24 Temmuz 1923’te imzalanan Lozan Barış Antlaşması’nın 15. maddesiyleTürkiye, İtalya’nın işgali altında bulunan Rodos, Oniki Ada ve Meis üzerindeki haklarından İtalya lehine vazgeçtiğini kabul etti. İtalya’nın İkinci Dünya Savaşı’nda yenilmesi ve siyasi gücünü büyük ölçüde yitirmesi üzerine müttefik kuvvetlerin desteğiyle Yunanistan, Nisan 1945’de Rodos, Oniki Ada ve Meis’te yaşayan nüfusun dil, din ve kültürel bakımdan Yunan olduğunu ileri sürerek bu adaların ülkesine verilmesini istedi.

Aynı tarihlerde Yunanistan, İngiltere egemenliğindeki Kıbrıs adasının da kendisine bırakılması için yoğun bir diplomasi yürütüyordu. İngiltere, Yunanistan’ı Kıbrıs’tan uzak tutmak ve savaş sırasında yaşadığı işgal mağduriyetini ödüllendirmek amacıyla Rodos, Oniki Ada ve Meis’in silahsızlandırılarak, Paris Barış Konferansı’nda Yunanistan’a bırakılmasına rıza gösterdi. Konferansta 30 Nisan 1946 tarihinde alınan bu karar 10 Şubat 1947’de imzalanan antlaşmayla tamama erdi.

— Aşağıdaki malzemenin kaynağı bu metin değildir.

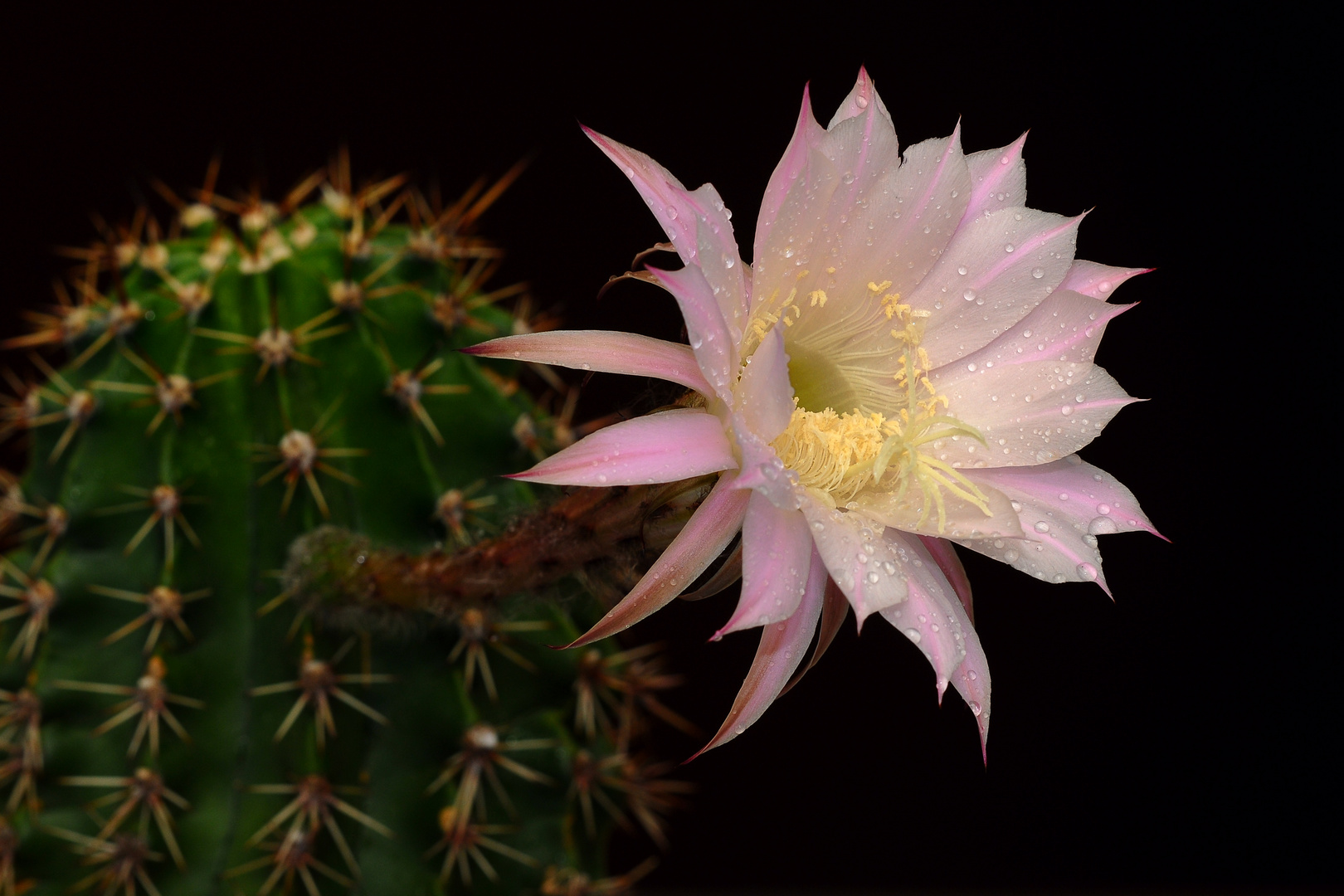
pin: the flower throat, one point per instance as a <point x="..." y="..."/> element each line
<point x="841" y="455"/>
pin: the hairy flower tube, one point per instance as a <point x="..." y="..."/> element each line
<point x="908" y="363"/>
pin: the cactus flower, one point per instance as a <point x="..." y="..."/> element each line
<point x="908" y="363"/>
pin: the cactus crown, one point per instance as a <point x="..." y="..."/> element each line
<point x="238" y="660"/>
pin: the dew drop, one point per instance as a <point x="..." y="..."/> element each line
<point x="1103" y="525"/>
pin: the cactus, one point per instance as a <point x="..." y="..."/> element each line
<point x="256" y="642"/>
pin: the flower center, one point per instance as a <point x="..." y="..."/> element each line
<point x="841" y="455"/>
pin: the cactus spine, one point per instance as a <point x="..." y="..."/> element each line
<point x="236" y="659"/>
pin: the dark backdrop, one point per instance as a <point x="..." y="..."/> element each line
<point x="1181" y="737"/>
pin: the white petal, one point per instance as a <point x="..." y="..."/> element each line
<point x="999" y="179"/>
<point x="860" y="562"/>
<point x="602" y="351"/>
<point x="1029" y="414"/>
<point x="928" y="617"/>
<point x="765" y="395"/>
<point x="1066" y="327"/>
<point x="1001" y="253"/>
<point x="1064" y="507"/>
<point x="776" y="557"/>
<point x="659" y="448"/>
<point x="714" y="347"/>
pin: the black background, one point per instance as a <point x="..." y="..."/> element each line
<point x="1181" y="737"/>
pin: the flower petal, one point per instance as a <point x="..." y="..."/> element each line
<point x="945" y="555"/>
<point x="765" y="394"/>
<point x="1012" y="260"/>
<point x="972" y="683"/>
<point x="1064" y="507"/>
<point x="728" y="574"/>
<point x="1029" y="414"/>
<point x="715" y="348"/>
<point x="862" y="563"/>
<point x="962" y="519"/>
<point x="856" y="102"/>
<point x="878" y="246"/>
<point x="930" y="616"/>
<point x="835" y="607"/>
<point x="782" y="646"/>
<point x="1066" y="327"/>
<point x="999" y="179"/>
<point x="1098" y="281"/>
<point x="762" y="470"/>
<point x="806" y="134"/>
<point x="776" y="555"/>
<point x="698" y="223"/>
<point x="706" y="533"/>
<point x="602" y="351"/>
<point x="659" y="448"/>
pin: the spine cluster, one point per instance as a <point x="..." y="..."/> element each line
<point x="247" y="645"/>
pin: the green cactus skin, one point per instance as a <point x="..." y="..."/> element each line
<point x="314" y="345"/>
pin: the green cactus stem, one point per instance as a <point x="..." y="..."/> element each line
<point x="268" y="625"/>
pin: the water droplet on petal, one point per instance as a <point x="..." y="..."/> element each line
<point x="1103" y="525"/>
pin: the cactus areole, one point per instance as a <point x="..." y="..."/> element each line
<point x="268" y="626"/>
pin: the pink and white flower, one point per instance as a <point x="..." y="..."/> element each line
<point x="906" y="363"/>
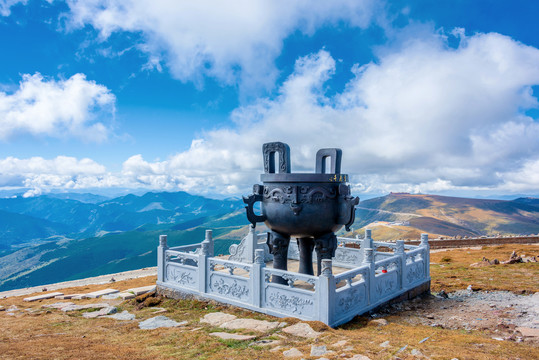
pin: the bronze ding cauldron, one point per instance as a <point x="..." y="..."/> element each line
<point x="310" y="207"/>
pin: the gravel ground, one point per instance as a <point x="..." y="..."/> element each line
<point x="502" y="314"/>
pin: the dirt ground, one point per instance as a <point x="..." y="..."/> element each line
<point x="488" y="312"/>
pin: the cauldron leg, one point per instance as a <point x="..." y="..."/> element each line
<point x="278" y="246"/>
<point x="325" y="247"/>
<point x="306" y="246"/>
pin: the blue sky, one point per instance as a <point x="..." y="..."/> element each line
<point x="422" y="96"/>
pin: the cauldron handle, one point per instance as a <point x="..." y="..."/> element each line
<point x="335" y="155"/>
<point x="269" y="150"/>
<point x="250" y="201"/>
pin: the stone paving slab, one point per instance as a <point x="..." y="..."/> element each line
<point x="102" y="312"/>
<point x="251" y="324"/>
<point x="43" y="296"/>
<point x="124" y="315"/>
<point x="142" y="290"/>
<point x="302" y="330"/>
<point x="217" y="319"/>
<point x="228" y="336"/>
<point x="84" y="307"/>
<point x="96" y="294"/>
<point x="67" y="297"/>
<point x="158" y="322"/>
<point x="126" y="295"/>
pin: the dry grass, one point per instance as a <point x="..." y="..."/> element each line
<point x="457" y="274"/>
<point x="38" y="333"/>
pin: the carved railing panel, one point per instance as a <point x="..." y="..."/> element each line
<point x="414" y="269"/>
<point x="181" y="258"/>
<point x="181" y="275"/>
<point x="229" y="286"/>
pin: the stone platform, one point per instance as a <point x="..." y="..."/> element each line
<point x="356" y="280"/>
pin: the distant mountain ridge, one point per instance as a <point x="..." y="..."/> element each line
<point x="447" y="216"/>
<point x="52" y="215"/>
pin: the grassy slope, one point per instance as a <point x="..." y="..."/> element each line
<point x="43" y="333"/>
<point x="448" y="216"/>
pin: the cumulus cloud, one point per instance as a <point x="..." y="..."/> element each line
<point x="5" y="6"/>
<point x="232" y="41"/>
<point x="74" y="107"/>
<point x="424" y="117"/>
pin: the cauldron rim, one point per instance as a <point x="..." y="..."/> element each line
<point x="304" y="178"/>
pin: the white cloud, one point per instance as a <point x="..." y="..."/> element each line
<point x="233" y="41"/>
<point x="75" y="107"/>
<point x="424" y="117"/>
<point x="5" y="6"/>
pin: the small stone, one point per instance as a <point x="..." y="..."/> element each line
<point x="228" y="336"/>
<point x="126" y="295"/>
<point x="379" y="322"/>
<point x="302" y="330"/>
<point x="98" y="293"/>
<point x="528" y="332"/>
<point x="359" y="357"/>
<point x="74" y="307"/>
<point x="104" y="311"/>
<point x="42" y="297"/>
<point x="340" y="343"/>
<point x="216" y="319"/>
<point x="319" y="350"/>
<point x="142" y="290"/>
<point x="292" y="353"/>
<point x="265" y="342"/>
<point x="124" y="315"/>
<point x="158" y="322"/>
<point x="251" y="324"/>
<point x="110" y="296"/>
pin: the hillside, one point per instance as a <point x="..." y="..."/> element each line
<point x="76" y="259"/>
<point x="50" y="215"/>
<point x="50" y="239"/>
<point x="402" y="215"/>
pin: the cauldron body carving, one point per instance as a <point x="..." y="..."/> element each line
<point x="302" y="205"/>
<point x="310" y="207"/>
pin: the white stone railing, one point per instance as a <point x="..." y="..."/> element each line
<point x="373" y="278"/>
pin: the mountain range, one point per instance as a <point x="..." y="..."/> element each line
<point x="406" y="216"/>
<point x="53" y="238"/>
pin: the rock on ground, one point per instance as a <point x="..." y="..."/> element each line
<point x="359" y="357"/>
<point x="217" y="319"/>
<point x="319" y="350"/>
<point x="158" y="322"/>
<point x="292" y="353"/>
<point x="124" y="315"/>
<point x="302" y="330"/>
<point x="228" y="336"/>
<point x="104" y="311"/>
<point x="251" y="324"/>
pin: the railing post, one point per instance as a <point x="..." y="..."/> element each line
<point x="367" y="242"/>
<point x="209" y="238"/>
<point x="402" y="260"/>
<point x="202" y="263"/>
<point x="368" y="259"/>
<point x="161" y="260"/>
<point x="326" y="293"/>
<point x="426" y="246"/>
<point x="257" y="277"/>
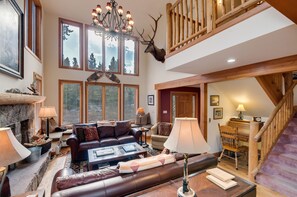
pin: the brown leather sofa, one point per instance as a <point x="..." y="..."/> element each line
<point x="121" y="133"/>
<point x="126" y="184"/>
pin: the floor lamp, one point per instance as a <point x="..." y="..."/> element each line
<point x="47" y="112"/>
<point x="11" y="151"/>
<point x="186" y="138"/>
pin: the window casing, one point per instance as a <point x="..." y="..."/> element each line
<point x="70" y="102"/>
<point x="103" y="101"/>
<point x="70" y="44"/>
<point x="131" y="101"/>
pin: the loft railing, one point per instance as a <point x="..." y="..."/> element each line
<point x="270" y="132"/>
<point x="189" y="20"/>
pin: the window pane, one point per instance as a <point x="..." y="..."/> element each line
<point x="111" y="103"/>
<point x="129" y="61"/>
<point x="94" y="103"/>
<point x="94" y="51"/>
<point x="71" y="103"/>
<point x="129" y="102"/>
<point x="71" y="46"/>
<point x="111" y="55"/>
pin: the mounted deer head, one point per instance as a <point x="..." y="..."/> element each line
<point x="159" y="54"/>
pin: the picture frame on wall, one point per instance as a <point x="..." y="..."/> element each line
<point x="217" y="113"/>
<point x="12" y="39"/>
<point x="214" y="100"/>
<point x="150" y="100"/>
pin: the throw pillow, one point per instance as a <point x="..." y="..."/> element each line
<point x="122" y="128"/>
<point x="91" y="134"/>
<point x="164" y="128"/>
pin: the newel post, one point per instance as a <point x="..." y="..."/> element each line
<point x="253" y="149"/>
<point x="169" y="27"/>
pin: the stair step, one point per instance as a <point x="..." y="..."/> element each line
<point x="284" y="171"/>
<point x="277" y="183"/>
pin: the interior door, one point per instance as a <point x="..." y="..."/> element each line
<point x="183" y="104"/>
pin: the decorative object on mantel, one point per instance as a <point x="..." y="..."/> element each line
<point x="159" y="54"/>
<point x="11" y="151"/>
<point x="98" y="74"/>
<point x="112" y="22"/>
<point x="240" y="108"/>
<point x="186" y="138"/>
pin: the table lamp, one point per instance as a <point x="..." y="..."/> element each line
<point x="186" y="138"/>
<point x="47" y="112"/>
<point x="11" y="151"/>
<point x="240" y="108"/>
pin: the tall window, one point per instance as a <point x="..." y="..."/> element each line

Türkiye hukuki, coğrafi ve stratejik deliller öne sürerek, Lozan Antlaşması ile İtalya lehine vazgeçtiği söz konusu adalar üzerinde, hak talep edebilirdi. Ancak dönemin arşiv kayıtları saklı kalmak kaydıyla basın üzerinden elde edilen bilgilerden, Türkiye’nin bu yönde bir çabası olmadığı anlaşılmaktadır. Belki de İkinci Dünya Savaşı sonunda Sovyetler Birliği’nin Boğazların statüsünde ve Türkiye’nin doğu sınırlarında bazı değişiklikler yapılmasını arzu etmesi, Ankara’nın Lozan Antlaşması ile vazgeçtiği adalara yeniden odaklanmasını engellemiş olabilir.

1 Temmuz 1946 tarihinde Hüseyin Cahit Yalçın Haber gazetesinde “On İki Ada” başlıklı köşe yazısında, “…Bundan 25 yıl önce Oniki Ada’nın Yunanistan’a verilmesi söz konusu olsaydı Türkiye’de büyük fırtınakopardı. Bugün ise fırtına değil, memnuniyet dalgalanıyor” şeklinde bir yazıyla Türk-Yunan dostluğuna dair duyduğu memnuniyeti ifade ediyordu.

Atina’nın resmi tezlerine göre Yunan kıta sahanlığının başlangıç sınırı Meis Adası’dır. Böylesi bir istek, Türkiye’nin Akdeniz’deki deniz alanlarını ciddi ölçülerde kısıtlamaktadır. Başka bir ifadeyle Atina, yayılmacı bir politikayla Meis’in yüzölçümünün yaklaşık 4 bin katı kadar bir deniz alanını Yunanistan’a kazandırmaya çalışmaktadır. Acaba Hüseyin Cahit Yalçın bugünleri görseydi aynı memnuniyeti duyar mıydı?